Interview
Publié le 29/06/2023

Entretien avec Caryl Férey au sujet de "Condor"

Entretien Caryl Férey - Condor

«Gustavo Schober lui avait proposé une affaire en or, risquée mais impossible à refuser dans sa situation. Delmonte avait rencontré l’industriel par l’intermédiaire de Porfillo, le chef de la sécurité du port. Son job consistait à fermer les yeux sur les arrivages du terminal 12, récupérer la drogue et la refourguer avec Porfillo à leurs différents contacts. Cinq mois étaient passés depuis la première livraison de coke et Oscar avait amassé l’équivalent de soixante-quinze mille dollars. Pas mal. Sauf que tout s’était précipité – cette histoire de morts suspectes à La Victoria, la trahison du fiscaliste…» 

Le titre fait-il allusion à l’oiseau de proie ou au sinistre Plan Condor ?
Tout le monde connaît le condor, l’oiseau emblématique du Chili, cela situe immédiatement le roman.
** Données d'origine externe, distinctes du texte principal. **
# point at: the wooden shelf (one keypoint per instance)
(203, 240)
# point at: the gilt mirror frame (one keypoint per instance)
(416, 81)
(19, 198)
Mais en arrière-plan, il s’agit bien du Plan Condor d’élimination des opposants de gauche dans toute l’Amérique latine, où l’on a vu comment les dictateurs sud-américains, en lien avec la CIA, s’arrangeaient entre eux. 

L’un des thèmes du roman est le lien étroit entre passé et présent, au point de donner le sentiment que rien ne bouge au Chili… 
L’histoire s’est quasiment arrêtée depuis 40 ans. La société, la Constitution, le système économique sont les mêmes. Il y a juste un semblant de vernis démocratique. Le pays est soumis à un néolibéralisme sauvage, à l’américaine, mais avec des inégalités encore plus importantes, résultat d’un plan réfléchi et appliqué dès l’arrivée au pouvoir de Pinochet avec le soutien des Chicago Boys, ces jeunes économistes chiliens proches de l’extrême-droite formés aux États-Unis. C’est l’un des thèmes qui m’a motivé. 

Cette dictature aurait donc servi de paravent à la vente d’un pays aux intérêts privés ? 
Le Chili est la société la plus néolibérale du monde, c’est intéressant d’aller voir l’origine de ce système et ses résultats. Le pays a été réellement à vendre, encore aujourd’hui, dès que quelque chose est à vendre, c’est acheté par les quelques familles qui se partagent tout. Allende avait nationalisé le cuivre de l’Atacama, la première richesse du Chili. La première chose qu’a fait Pinochet a été d’en rendre l’exploitation aux multinationales, en majorité nord-américaines. Aujourd’hui le Chili ne reçoit que de maigres dividendes alors que ses richesses sont exploitées de fond en comble par des étrangers.
Comme je le décris, les intérêts financiers en jeu sont tellement colossaux que le trafic de drogue ne sert qu’à générer de l’« argent de poche » pour monter des coups tordus… 

Cette oligarchie très fermée est mise en scène dans le roman…
Ces grandes familles chiliennes s’arrangent avec le pouvoir. L’ancien président Piñera a été élu uniquement parce qu’il était la première fortune du pays, ce qui est un peu court comme programme économique et social. Mais les Chiliens, endoctrinés par les médias qui appartiennent tous à la droite, ont trouvé ça normal : être riche, c’est bien. Je n’ai rien contre les riches, mais j’ai un problème avec le partage des richesses quand on sait que 1% de la population mondiale détient plus de richesses que les 99 % restants.
 
Malgré une ambiance noire, le roman semble par moment apaisé, avec des passages poétiques et oniriques…
Le roman ressemble au Chili, qui n’est pas un pays violent. On ne sent pas du tout une société dangereuse, par contre l’insécurité est sociale. Tout le monde est endetté pour tout, l’éducation, la santé… Par ailleurs, l’héroïne, Gabriella, d’origine Mapuche, a des dons de machi, de chamane, elle rencontre l’avocat Esteban, qui se rêve écrivain, et c’est l’imaginaire qui va les réunir. 

Il y aussi un côté fin de règne pour ceux qui détiennent les leviers du pays… 
Je souhaite que cette génération conservatrice des septuagénaires proches de Pinochet disparaisse le plus vite possible pour qu’une nouvelle génération émerge et pousse le pays à plus de modernité. Ce pays situé sur une faille est agité de tremblements de terre incessants, mais cette faille n’est pas seulement géologique… Cela dit, combien de séismes faudra-t-il pour que la société chilienne bouge ? 

Entretien réalisé avec Caryl Férey à l’occasion de la parution de Condor.